I am dying to hear what happened between her and Jaron Rose. He surprised me. Billie had described a man she found in a club where everyone was off their cakes on drugs, and given me to believe that he was a rough and ready lad, who had taken her to an unremarkable, badly furnished flat, but the Jaron Rose who came to the exhibition was dressed in expensive clothes, hand-made shoes and spoke in a posh voice. And when he spoke to me he had come across as highly educated and suave. In fact, he was so sophisticated, charming and mysterious, he reminded me of James Bond. As if he might have been a debonair spy or something.
‘So what do you do, Mr. Rose?’
‘Please, you must call me Jaron.’
‘Jaron.’
‘Property,’ he said with a knowing smile. ‘I buy and sell property.’
‘Is the market good at the moment?’
‘Dazzling.’
He was so smooth and debonair that for the life of me I could not imagine a man such as him going to a club like Fridge and picking up girls with spider tattoos running up their necks. He was also with someone, a woman who draped herself possessively around his broad chest and looked daggers at Billie when she was introduced, but I saw him before Billie did, and the look in his face. He looked, as Billie would describe it, as if someone had pushed a cattle prod up his ass. And what of that fire of wild joy that briefly lit his eyes. He took Billie’s hand and held it for seconds longer than polite society required. Enough to pass on its own message.
‘It’s been a long time.’
‘Has it?’ Billie replied coolly.
‘Sometimes you win the lottery and lose the ticket.’
‘Faint heart never won fuck all,’ Billie retorted sweetly.
‘Introduce me, darling,’ the woman with him urged. Her voice was honeyed but there was a warning there, a deadly one. I am absolutely certain it said, ‘Behave.’
A shadow passed over his eyes. For a second he looked like a damned soul. ‘Of course, darling.
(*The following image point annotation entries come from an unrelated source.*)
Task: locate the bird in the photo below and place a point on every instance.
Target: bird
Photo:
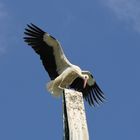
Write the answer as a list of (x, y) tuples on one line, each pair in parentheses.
[(63, 74)]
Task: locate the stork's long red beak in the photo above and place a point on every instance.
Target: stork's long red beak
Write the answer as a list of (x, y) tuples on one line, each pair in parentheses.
[(85, 83)]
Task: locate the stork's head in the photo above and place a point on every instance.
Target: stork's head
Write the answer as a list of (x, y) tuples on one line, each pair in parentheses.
[(85, 78)]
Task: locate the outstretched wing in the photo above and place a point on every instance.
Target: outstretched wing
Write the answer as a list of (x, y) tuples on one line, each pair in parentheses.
[(48, 48), (92, 93)]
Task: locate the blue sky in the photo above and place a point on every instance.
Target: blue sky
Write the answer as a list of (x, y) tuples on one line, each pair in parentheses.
[(99, 36)]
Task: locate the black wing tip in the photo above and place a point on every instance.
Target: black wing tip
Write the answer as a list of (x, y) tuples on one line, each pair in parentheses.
[(95, 95), (33, 28)]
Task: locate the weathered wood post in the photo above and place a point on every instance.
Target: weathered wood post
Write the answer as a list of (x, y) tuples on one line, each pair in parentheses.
[(74, 117)]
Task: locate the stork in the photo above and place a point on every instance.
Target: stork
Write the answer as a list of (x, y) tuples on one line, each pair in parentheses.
[(62, 73)]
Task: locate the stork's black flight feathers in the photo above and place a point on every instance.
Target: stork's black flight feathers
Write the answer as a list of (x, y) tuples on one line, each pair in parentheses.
[(34, 38), (55, 62)]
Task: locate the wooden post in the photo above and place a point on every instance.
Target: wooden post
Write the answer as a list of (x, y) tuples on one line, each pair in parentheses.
[(74, 118)]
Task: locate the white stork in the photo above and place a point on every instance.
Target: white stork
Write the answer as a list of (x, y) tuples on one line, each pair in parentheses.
[(62, 73)]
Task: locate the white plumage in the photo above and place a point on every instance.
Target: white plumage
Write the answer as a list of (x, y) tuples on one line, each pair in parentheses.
[(63, 74)]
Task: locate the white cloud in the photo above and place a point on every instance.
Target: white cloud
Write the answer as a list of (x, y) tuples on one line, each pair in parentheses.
[(127, 10)]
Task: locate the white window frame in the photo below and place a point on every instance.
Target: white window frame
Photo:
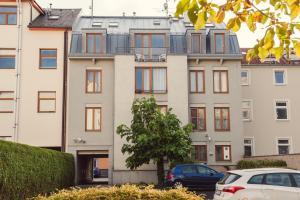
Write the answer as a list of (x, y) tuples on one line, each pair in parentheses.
[(252, 145), (290, 144), (251, 110), (248, 77), (287, 107), (284, 77)]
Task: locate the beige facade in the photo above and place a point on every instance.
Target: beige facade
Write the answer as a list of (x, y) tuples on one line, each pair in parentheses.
[(27, 123), (264, 129)]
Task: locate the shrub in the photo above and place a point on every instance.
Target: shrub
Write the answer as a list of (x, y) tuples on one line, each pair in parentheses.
[(250, 164), (28, 171), (124, 192)]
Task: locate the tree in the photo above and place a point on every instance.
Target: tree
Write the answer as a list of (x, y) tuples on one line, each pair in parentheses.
[(154, 136), (280, 20)]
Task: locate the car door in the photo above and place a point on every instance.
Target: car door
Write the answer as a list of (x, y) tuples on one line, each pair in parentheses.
[(279, 186), (206, 178), (189, 173)]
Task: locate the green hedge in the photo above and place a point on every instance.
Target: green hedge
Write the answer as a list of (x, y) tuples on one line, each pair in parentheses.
[(125, 192), (28, 171), (250, 164)]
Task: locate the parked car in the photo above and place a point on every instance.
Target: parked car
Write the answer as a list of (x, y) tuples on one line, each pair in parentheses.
[(259, 184), (194, 176)]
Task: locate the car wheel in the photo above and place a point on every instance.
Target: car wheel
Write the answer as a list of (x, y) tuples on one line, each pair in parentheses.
[(178, 184)]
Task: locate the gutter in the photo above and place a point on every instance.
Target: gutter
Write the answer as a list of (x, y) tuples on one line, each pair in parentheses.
[(65, 89)]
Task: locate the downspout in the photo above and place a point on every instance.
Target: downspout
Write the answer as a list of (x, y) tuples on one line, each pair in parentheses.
[(65, 90), (18, 72)]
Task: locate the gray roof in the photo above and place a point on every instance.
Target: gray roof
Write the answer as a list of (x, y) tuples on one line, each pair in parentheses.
[(66, 19), (125, 23)]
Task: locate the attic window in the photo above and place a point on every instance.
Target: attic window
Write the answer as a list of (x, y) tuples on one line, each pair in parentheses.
[(113, 24), (156, 22), (97, 24), (54, 17)]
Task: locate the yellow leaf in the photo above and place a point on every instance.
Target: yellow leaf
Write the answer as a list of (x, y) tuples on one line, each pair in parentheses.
[(277, 52), (295, 11), (201, 20), (262, 53), (297, 48), (220, 16)]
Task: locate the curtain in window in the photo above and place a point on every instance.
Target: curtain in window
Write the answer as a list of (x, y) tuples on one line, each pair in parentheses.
[(193, 81), (159, 80), (224, 82), (146, 80), (200, 82), (216, 82)]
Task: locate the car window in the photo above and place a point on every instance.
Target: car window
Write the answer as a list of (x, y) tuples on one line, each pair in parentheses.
[(297, 179), (205, 170), (278, 180), (257, 179), (229, 178), (188, 169)]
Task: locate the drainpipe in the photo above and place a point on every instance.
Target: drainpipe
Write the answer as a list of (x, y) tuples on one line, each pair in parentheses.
[(18, 73), (65, 90)]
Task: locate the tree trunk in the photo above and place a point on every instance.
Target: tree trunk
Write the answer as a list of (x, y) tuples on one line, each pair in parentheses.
[(160, 172)]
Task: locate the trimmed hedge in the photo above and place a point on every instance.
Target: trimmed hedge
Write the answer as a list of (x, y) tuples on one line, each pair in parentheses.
[(250, 164), (28, 171), (125, 192)]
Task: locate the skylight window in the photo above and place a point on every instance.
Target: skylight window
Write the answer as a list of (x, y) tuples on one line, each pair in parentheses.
[(113, 24), (97, 24)]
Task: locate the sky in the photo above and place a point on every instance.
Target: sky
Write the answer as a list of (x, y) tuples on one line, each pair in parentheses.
[(142, 8)]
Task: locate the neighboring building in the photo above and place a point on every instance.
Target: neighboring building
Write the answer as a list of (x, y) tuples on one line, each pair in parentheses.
[(33, 60), (114, 60), (270, 106)]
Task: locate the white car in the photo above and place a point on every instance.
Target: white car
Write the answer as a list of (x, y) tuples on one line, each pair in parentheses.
[(259, 184)]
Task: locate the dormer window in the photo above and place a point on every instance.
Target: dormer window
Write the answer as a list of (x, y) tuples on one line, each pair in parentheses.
[(220, 43), (113, 24)]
This is the inimitable Billie. Billie, meet my fiancée, Ebony.’
‘Charmed, I’m sure,’ Ebony said sweetly, but her eyes clearly said, this is my turf. Go away. Get your own.
I get out of bed, brush my teeth quickly and go down the stairs. Every time I come down these fantastically grand stairs I almost cannot believe that I live here. That this is my house. That it is actually in my name. I cross the marble floor and make for the kitchen.
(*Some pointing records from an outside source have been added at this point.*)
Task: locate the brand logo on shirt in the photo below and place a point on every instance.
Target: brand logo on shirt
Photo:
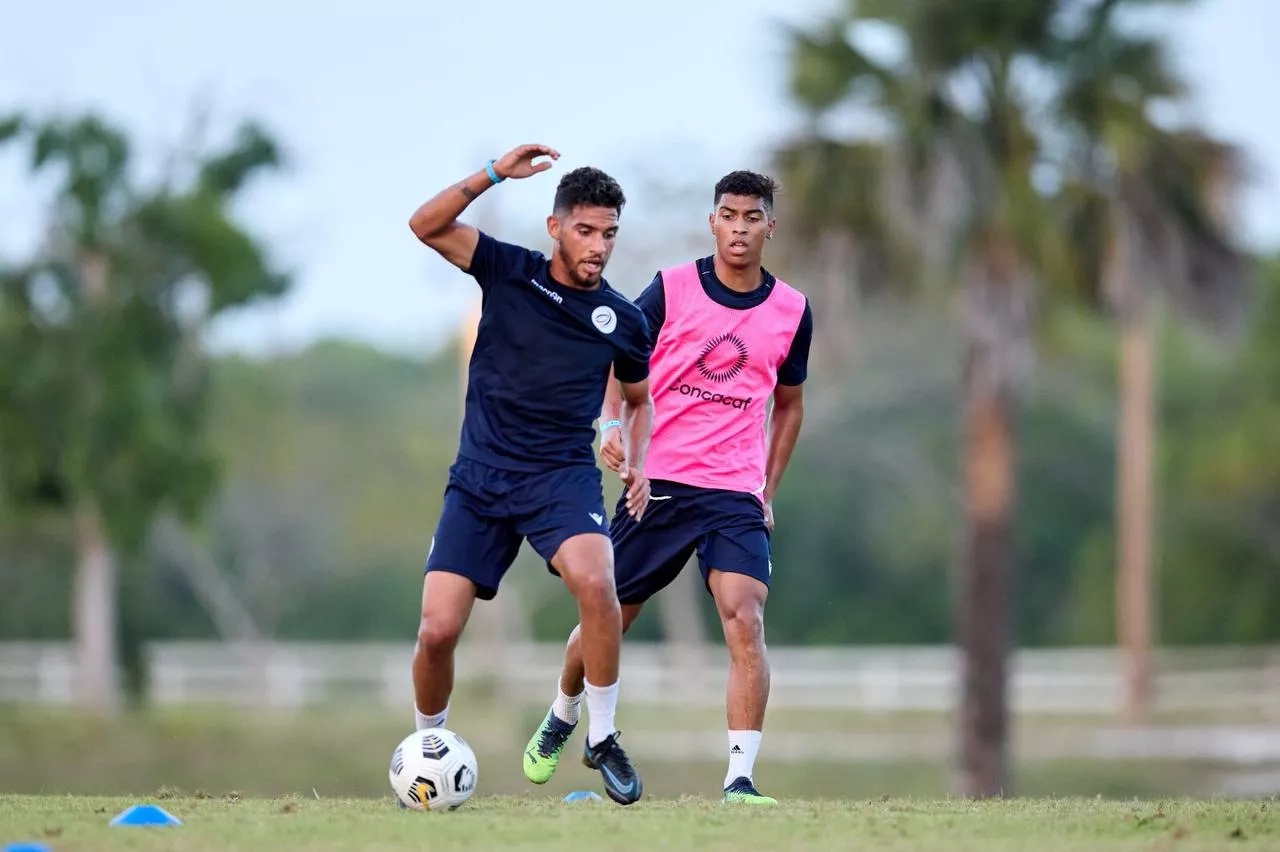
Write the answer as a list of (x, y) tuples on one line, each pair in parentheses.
[(722, 358), (552, 294), (604, 319)]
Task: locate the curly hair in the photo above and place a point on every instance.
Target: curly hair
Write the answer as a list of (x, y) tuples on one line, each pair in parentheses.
[(746, 183), (588, 186)]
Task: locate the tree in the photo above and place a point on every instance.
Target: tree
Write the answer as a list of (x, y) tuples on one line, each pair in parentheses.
[(1150, 209), (101, 365), (951, 104)]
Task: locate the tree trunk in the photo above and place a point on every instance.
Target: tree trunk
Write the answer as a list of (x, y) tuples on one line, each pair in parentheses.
[(94, 614), (984, 587), (1134, 511)]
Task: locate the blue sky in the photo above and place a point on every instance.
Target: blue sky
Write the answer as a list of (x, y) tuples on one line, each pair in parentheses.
[(383, 106)]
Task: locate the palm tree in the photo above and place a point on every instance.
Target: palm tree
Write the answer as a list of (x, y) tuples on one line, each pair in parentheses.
[(100, 352), (1150, 209), (952, 106)]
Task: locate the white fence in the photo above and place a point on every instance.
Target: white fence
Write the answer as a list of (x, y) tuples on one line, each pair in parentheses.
[(868, 679)]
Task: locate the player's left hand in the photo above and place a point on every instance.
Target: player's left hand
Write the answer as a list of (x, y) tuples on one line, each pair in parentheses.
[(638, 490)]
Sorab is sitting in his high chair and watching his father with big eyes. Blake is beating eggs. They both turn to look at me at the same time and my heart swells with pride. My beautiful boys.
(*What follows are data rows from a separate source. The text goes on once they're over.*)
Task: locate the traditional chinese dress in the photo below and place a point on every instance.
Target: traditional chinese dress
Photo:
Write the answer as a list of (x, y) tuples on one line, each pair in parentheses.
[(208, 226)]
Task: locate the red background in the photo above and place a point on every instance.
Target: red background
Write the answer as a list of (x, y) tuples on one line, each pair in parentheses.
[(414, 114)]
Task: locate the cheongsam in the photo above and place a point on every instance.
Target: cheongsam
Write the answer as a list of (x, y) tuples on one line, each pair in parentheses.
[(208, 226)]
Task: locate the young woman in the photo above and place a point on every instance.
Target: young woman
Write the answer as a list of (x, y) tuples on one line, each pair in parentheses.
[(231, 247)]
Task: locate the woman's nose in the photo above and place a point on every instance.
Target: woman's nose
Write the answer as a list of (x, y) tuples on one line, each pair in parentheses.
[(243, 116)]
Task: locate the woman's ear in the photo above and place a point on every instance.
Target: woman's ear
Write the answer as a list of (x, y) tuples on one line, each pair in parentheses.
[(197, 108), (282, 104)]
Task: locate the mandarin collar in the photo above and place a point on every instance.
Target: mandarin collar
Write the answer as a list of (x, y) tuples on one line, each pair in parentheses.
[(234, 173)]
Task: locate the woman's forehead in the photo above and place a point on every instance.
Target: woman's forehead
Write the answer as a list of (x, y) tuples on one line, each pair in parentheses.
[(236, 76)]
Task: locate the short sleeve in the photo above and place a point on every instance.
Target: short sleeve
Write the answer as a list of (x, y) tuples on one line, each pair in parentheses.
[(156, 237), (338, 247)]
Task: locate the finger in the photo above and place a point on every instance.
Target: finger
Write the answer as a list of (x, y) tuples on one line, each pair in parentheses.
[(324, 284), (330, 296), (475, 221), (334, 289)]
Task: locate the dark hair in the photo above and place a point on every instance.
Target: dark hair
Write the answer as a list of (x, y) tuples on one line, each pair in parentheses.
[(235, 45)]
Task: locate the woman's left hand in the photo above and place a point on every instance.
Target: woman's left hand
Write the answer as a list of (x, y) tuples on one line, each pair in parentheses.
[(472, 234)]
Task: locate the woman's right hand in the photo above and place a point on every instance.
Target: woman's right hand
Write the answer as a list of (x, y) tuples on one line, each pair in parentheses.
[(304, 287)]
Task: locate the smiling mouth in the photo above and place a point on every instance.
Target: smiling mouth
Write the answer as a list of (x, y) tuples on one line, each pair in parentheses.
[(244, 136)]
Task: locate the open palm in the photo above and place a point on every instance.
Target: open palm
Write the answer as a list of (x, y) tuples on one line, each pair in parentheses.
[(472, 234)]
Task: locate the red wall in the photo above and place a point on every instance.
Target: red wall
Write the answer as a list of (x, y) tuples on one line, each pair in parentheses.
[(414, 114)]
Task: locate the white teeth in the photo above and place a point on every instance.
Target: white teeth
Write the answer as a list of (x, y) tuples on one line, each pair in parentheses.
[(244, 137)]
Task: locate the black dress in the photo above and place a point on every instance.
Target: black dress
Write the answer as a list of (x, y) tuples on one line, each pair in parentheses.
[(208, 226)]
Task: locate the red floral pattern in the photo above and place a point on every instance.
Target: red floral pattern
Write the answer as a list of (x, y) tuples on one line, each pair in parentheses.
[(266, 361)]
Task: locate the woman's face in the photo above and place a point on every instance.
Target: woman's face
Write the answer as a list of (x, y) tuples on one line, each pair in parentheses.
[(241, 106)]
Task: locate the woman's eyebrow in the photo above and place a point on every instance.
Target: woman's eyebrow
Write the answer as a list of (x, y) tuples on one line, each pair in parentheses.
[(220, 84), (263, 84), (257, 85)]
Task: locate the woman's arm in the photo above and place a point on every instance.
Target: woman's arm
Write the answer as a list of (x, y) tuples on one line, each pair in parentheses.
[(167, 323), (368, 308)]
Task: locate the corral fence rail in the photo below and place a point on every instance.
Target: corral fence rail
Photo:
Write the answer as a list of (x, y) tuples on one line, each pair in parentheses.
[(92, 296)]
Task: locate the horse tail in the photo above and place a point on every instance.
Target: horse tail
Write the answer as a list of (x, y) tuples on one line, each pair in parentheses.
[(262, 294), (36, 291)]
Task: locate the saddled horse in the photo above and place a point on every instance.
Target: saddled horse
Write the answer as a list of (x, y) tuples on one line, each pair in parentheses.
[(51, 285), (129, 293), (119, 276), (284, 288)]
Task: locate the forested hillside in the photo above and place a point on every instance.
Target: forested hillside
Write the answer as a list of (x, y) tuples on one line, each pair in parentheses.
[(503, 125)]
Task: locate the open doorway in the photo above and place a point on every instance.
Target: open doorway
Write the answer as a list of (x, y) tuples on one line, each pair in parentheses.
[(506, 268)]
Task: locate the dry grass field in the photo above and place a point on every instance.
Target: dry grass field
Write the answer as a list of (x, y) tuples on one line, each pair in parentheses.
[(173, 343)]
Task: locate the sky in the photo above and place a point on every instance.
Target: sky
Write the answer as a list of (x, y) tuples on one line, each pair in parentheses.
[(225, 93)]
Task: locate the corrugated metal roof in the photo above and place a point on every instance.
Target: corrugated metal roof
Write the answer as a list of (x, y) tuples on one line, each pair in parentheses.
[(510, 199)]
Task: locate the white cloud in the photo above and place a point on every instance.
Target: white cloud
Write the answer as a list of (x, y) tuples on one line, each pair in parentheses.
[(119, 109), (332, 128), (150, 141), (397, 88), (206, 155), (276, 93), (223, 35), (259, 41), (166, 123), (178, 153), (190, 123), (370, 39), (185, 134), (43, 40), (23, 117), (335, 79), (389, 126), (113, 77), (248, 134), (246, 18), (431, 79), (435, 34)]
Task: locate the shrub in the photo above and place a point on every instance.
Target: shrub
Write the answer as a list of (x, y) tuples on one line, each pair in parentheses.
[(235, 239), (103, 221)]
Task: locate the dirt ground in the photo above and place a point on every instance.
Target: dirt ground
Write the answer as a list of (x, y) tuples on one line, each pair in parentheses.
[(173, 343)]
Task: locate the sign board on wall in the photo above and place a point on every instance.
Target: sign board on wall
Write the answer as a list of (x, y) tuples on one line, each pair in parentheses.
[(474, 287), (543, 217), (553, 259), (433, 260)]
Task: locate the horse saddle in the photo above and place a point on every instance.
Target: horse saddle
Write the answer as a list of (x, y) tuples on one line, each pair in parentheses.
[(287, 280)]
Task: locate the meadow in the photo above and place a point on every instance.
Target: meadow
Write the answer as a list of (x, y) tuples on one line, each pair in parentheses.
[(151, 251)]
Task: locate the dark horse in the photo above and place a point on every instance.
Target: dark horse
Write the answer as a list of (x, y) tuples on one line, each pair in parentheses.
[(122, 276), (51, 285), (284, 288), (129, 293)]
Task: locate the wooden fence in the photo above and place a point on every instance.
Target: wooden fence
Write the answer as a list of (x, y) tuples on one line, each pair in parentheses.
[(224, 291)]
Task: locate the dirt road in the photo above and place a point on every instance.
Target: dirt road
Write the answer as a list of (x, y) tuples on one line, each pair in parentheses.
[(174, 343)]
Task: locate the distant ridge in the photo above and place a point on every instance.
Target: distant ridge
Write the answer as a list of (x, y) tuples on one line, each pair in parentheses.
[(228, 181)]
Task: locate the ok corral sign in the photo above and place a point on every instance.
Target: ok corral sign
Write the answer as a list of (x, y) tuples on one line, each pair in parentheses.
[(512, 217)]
First I kiss my son. ‘Good morning, darling,’ I say, then I go up to Blake and kiss him. ‘I love you so much.’
‘Show me how much?’
‘I’m not dislocating my arms this early in the morning.’
He laughs.
‘Lana.’
We both turn towards Sorab and then look at each other with astonished faces.
‘Did he just say “Lana”?’ Blake asks.
I laugh excitedly. ‘I can’t believe it. Other children start with babbling and my son calls me by my name.’
I go to Sorab and put my face level with his. ‘Mummy,’ I say.
‘Lana,’ he repeats loudly.
‘Stubborn little thing, aren’t you?’ I pick him up, all warm and sweet-smelling and nuzzle him. He smells of milk. One day this smell will be gone. I dread that day. ‘Julie called. Good news. Vann and she seem to have ironed out their differences.’
Blake cuts a bit of butter and puts it into the pan on the stove. ‘You think it’s a good match, don’t you?’
‘Made in heaven. What are we doing today?’
‘Feel like doing a bit of sunbathing?’
I put Sorab back into his high chair. ‘What?’
‘We are going to the Île de Groix for the weekend.’
‘Since when? I’m not prepared.’
‘All you need is a bikini and some toiletries. Gerry will meet us in the plane in two hours. Tom will be here in an hour.’
‘Are you serious?’
‘I never kid about important things.’
I shake my head in wonder.
‘Come on. It’ll be fun.’
‘Do you ever wonder what life would have been like for you if Rupert had not taken me to that restaurant that night?’
He shudders. ‘Don’t even go there.’
I walk up to him and push my body up against his. His reaction is instant.
‘You’re hard!’
‘And you’re wet!’
‘What’re you going to do about it, then?’
‘You’ll see, after I’ve charmed you with langoustines and champagne and when you’re on your back on the sand, the sun beating down on your naked body, and the waves lapping against your legs.’